Despite public funding of climate change adaptation measures reaching as high as $26 billion in 2012-2013, a new United Nations Environment Programme (UNEP) report predicts a significant funding gap after 2020 unless new and additional finance for adaptation is made available.
The first UNEP Adaptation Gap Report finds that even if global greenhouse gas emissions are cut to the level required to keep temperature rise below 2°C, the cost of climate change adaptation in developing countries is likely to reach two to three times the previous estimates of $70-100 billion per year by 2050.
“Debating the economics of our response to climate change must become more honest,” said UNEP Executive Director Achim Steiner in a press release on the challenges ahead, released as the first week of UN climate talks in Lima, Peru wrap up.
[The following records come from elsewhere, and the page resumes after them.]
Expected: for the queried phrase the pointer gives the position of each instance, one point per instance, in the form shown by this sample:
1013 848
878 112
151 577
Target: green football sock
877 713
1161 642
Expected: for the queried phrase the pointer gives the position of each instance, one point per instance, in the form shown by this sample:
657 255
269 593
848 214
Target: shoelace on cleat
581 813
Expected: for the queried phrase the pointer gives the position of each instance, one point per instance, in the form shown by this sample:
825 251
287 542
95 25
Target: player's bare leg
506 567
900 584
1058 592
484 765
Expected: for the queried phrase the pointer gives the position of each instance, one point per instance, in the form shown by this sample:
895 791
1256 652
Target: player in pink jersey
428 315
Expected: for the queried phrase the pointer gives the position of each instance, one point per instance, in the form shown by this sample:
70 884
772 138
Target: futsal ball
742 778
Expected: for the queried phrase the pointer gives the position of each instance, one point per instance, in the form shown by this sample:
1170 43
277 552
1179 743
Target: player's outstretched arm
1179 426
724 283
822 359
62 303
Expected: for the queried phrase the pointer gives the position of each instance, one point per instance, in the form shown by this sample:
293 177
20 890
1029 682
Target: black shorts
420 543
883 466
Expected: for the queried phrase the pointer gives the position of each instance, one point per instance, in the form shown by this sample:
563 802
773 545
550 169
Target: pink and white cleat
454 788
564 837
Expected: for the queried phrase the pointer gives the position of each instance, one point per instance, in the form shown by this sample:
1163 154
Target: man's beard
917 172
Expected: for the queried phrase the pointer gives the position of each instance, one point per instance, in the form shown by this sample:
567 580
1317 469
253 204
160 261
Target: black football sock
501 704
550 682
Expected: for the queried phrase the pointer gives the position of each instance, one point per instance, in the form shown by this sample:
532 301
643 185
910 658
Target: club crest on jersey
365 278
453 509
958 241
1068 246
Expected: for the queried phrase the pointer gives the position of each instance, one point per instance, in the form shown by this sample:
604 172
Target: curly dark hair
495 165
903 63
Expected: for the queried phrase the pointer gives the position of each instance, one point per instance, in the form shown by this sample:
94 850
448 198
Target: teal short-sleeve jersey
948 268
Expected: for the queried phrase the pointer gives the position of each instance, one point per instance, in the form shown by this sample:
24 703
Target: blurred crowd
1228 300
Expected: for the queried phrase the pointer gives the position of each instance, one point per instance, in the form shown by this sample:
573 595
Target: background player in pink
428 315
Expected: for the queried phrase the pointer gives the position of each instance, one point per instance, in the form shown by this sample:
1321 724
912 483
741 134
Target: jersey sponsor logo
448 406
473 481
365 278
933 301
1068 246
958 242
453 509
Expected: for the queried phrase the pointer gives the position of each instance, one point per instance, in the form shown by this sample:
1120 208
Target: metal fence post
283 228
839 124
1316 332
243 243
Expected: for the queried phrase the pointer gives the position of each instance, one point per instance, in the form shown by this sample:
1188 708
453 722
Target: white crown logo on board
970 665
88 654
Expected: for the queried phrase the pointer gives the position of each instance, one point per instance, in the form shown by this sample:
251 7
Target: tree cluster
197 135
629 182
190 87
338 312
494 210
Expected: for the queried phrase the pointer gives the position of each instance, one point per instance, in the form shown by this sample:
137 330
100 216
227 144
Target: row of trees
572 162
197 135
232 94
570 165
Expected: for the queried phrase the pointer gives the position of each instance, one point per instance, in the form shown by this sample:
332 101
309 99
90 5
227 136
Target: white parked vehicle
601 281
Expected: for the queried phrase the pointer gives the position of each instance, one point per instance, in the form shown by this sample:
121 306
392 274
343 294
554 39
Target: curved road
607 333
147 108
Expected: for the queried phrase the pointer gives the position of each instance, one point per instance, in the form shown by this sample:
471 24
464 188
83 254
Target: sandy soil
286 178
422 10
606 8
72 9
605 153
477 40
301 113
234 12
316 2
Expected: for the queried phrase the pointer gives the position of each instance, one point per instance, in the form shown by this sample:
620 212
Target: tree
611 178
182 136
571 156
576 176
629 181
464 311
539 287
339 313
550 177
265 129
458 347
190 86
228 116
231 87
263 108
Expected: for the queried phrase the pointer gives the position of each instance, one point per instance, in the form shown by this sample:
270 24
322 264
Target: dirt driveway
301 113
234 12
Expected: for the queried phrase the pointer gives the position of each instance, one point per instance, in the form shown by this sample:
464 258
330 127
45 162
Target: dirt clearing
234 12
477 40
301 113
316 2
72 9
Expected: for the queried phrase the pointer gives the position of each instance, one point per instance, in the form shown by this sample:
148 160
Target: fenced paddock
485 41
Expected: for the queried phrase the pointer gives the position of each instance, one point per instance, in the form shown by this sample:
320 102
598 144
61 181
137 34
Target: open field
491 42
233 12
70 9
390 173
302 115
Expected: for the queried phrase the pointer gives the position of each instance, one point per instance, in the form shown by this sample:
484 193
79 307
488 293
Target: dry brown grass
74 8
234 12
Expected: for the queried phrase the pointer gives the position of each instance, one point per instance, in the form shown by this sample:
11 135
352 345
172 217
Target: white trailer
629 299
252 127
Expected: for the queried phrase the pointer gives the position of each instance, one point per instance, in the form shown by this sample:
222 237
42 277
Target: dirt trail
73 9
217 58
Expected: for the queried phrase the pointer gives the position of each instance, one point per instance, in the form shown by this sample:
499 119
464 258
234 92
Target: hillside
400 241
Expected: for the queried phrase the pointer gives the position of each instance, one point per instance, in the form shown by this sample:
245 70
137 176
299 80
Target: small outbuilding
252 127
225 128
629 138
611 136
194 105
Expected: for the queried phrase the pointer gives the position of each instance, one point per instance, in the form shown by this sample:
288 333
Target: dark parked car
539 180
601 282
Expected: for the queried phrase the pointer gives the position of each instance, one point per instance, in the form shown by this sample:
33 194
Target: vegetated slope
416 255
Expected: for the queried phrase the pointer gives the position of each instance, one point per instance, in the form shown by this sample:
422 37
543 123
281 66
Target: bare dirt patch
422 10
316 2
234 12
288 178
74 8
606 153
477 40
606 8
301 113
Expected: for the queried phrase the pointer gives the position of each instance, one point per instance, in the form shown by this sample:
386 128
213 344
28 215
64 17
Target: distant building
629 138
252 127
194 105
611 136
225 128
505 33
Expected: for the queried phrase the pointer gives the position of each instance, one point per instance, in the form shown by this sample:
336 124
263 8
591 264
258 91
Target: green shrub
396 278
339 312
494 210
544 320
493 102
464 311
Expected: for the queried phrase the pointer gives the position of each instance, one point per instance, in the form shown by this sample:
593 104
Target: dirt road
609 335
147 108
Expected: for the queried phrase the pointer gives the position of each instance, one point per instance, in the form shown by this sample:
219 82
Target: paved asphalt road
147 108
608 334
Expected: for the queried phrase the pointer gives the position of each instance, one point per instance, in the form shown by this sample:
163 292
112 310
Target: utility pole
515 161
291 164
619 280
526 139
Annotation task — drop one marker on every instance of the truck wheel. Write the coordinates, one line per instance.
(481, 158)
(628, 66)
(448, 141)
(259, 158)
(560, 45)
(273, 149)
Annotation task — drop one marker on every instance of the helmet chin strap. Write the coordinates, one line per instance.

That conference is set to conclude its work on 12 December.
“As world leaders meet in Lima to take the critical next step in realizing a global agreement on climate change, this report underlines the importance of including comprehensive adaptation plans in the agreement.”
The report assesses global adaptation gaps in finance, technology and knowledge, and lays out a framework for future work to better define and bridge those gaps. It calls for further action to cut emissions to prevent adaptation costs from soaring as wider and more-expensive action is needed to protect communities from the intensifying impacts of climate change.
“The impacts of climate change are already beginning to be factored into the budgets of national and local authorities,” Mr. Steiner added, stressing the particular need to address the implications of climate change on least developed countries.
He called on Governments to address the gaps in funding, technology and knowledge in future planning and budgeting and said the report was a “powerful reminder” that the potential cost of inaction carries a real price tag.
To keep temperature rise within the necessary limits, UNEP’s Emissions Gap Report 2014 found that global carbon neutrality should be attained by mid-to-late century. Business as usual could lead to a rise far beyond the safe limits, potentially the spending needed for adaptation in the worst-case figures.
The report expands on the UN Intergovernmental Panel on Climate Change’s (IPCC) Fifth Assessment Report, which estimated the cost of climate change adaptation in developing countries at $70-100 billion per year by 2050. The new report estimates the figure for 2050 as high as $250-500 billion per year, based on the assumption that emissions are cut to the targets required to limit global temperature rises.